[BNM] This one could get interesting [OT]

Sam Watts bnmlist@brightonnewmedia.org
Wed Mar 19 17:15:26 2003


Times, Networks Shun U.N. Spying Story

March 11, 2003

With media attention focused intensely on the U.N. Security Council debate
over Iraq, the London-based Observer newspaper broke a major story on
March 2: The United States is apparently engaged in a spying campaign
against the diplomatic delegations from several Security Council nations.
Despite the timeliness and relevance of the Observer's scoop, some major
news outlets in the United States have taken a pass on the story.

The Observer reported (3/2/03) that the surveillance plan "involves
interception of the home and office telephones and the emails of U.N.
delegates in New York." The paper's report is based on a National
Security Agency memo that directs the agency to increase its surveillance
of Security Council nations in order to monitor their deliberations over
Iraq; a "friendly" intelligence service-- evidently Great Britain-- was
asked to participate in this operation. The principal targets the
surveillance plan is aimed "against" are Angola, Cameroon, Chile,
Bulgaria, Guinea and Pakistan-- nations the Observer dubs the "middle
six," whose votes are considered crucial to an upcoming Security Council
resolution that would authorize the use of military force.
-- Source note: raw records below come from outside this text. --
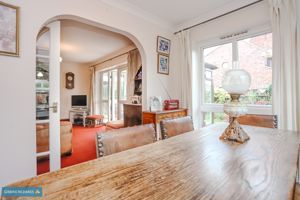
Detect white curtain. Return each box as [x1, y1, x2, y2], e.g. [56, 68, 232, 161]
[176, 30, 193, 115]
[127, 49, 142, 100]
[269, 0, 300, 131]
[89, 67, 96, 115]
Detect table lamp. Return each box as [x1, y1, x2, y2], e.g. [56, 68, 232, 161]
[220, 69, 251, 143]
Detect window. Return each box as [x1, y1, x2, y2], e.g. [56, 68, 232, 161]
[201, 33, 272, 125]
[99, 66, 127, 122]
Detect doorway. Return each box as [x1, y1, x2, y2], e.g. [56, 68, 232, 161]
[99, 65, 128, 122]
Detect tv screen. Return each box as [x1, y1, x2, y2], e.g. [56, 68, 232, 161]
[72, 95, 87, 107]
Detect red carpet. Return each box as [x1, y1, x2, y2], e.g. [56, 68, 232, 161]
[37, 126, 105, 174]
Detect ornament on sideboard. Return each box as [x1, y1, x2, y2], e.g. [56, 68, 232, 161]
[220, 66, 251, 143]
[150, 96, 163, 112]
[66, 72, 75, 89]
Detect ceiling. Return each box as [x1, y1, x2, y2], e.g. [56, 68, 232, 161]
[102, 0, 256, 28]
[37, 20, 133, 63]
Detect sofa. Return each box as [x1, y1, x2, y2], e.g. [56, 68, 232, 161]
[36, 121, 72, 160]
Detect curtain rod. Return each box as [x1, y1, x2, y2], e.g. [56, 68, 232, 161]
[174, 0, 264, 35]
[91, 48, 138, 67]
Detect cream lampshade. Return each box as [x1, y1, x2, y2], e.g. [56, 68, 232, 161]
[220, 69, 251, 143]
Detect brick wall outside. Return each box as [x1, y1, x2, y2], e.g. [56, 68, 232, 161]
[204, 34, 272, 91]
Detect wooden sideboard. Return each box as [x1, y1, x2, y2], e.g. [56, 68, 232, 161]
[143, 108, 188, 140]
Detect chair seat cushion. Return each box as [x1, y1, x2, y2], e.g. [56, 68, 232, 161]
[86, 115, 104, 120]
[106, 120, 124, 129]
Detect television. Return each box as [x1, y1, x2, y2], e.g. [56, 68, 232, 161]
[72, 95, 87, 108]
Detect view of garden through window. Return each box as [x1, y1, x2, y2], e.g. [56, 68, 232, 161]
[203, 33, 272, 124]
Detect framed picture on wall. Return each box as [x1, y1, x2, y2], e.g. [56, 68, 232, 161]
[157, 54, 169, 75]
[0, 1, 19, 56]
[157, 36, 171, 55]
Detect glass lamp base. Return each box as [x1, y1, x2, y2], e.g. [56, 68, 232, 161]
[220, 117, 250, 143]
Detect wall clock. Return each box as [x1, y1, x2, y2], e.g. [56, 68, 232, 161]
[66, 72, 75, 89]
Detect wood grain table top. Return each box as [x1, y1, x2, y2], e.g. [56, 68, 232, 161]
[2, 123, 299, 200]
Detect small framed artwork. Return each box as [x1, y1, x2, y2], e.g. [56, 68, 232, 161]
[66, 72, 75, 89]
[157, 54, 169, 75]
[0, 1, 19, 56]
[157, 36, 171, 55]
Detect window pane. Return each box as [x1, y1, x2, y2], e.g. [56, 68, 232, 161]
[119, 103, 124, 119]
[111, 70, 118, 120]
[203, 43, 232, 103]
[238, 33, 272, 105]
[101, 102, 109, 122]
[101, 72, 109, 100]
[120, 70, 127, 101]
[203, 112, 229, 126]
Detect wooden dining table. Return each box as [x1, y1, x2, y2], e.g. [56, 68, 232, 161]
[2, 123, 299, 200]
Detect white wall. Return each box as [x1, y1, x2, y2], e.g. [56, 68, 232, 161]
[0, 0, 176, 187]
[60, 62, 90, 119]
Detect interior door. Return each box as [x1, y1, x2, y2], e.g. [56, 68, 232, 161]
[100, 67, 127, 122]
[100, 71, 111, 122]
[36, 21, 61, 171]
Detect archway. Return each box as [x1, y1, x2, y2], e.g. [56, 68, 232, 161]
[36, 15, 146, 175]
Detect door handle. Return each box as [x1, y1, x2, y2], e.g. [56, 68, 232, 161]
[49, 102, 58, 113]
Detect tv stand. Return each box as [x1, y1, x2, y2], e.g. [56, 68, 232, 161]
[69, 108, 89, 127]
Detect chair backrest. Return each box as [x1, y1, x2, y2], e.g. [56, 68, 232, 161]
[230, 115, 278, 128]
[96, 124, 155, 157]
[160, 116, 194, 139]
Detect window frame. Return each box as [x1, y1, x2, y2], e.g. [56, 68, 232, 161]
[198, 27, 273, 126]
[96, 62, 128, 121]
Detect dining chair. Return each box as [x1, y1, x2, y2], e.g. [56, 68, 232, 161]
[229, 114, 278, 128]
[160, 116, 194, 139]
[96, 124, 156, 157]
In the wake of the Observer article, reports in the Washington Post and
the Los Angeles Times seemed to downplay the importance of the matter. The
L.A. Times headlined its March 4 piece "Purported Spy Memo May Add to U.S.
Troubles at U.N.," while the subhead read: "'Top secret' document
discusses bugging of council members. Forgery or no, some say it's nothing
to get worked up about." The lead sentence referred to a "long-standing
U.S. practice of spying at the United Nations." The Washington Post's
March 4 story, headlined "Spying Report No Shock to U.N.," was similarly
unimpressed with the Observer's findings.

The New York Times has yet to even mention the story, now a full week
after it first broke. The Times did, however, find a spying story it
deemed worth of coverage (3/10/03): the fact that the White House "has
asked more than 60 countries to find and expel several hundred Iraqi
diplomats that the C.I.A. and others have identified as suspected
intelligence agents." The Times put the article on its front page,
although it noted that "it is unclear what proof, if any, the United
States [government] is providing to back up its claims that the diplomats
are in fact Iraqi intelligence agents."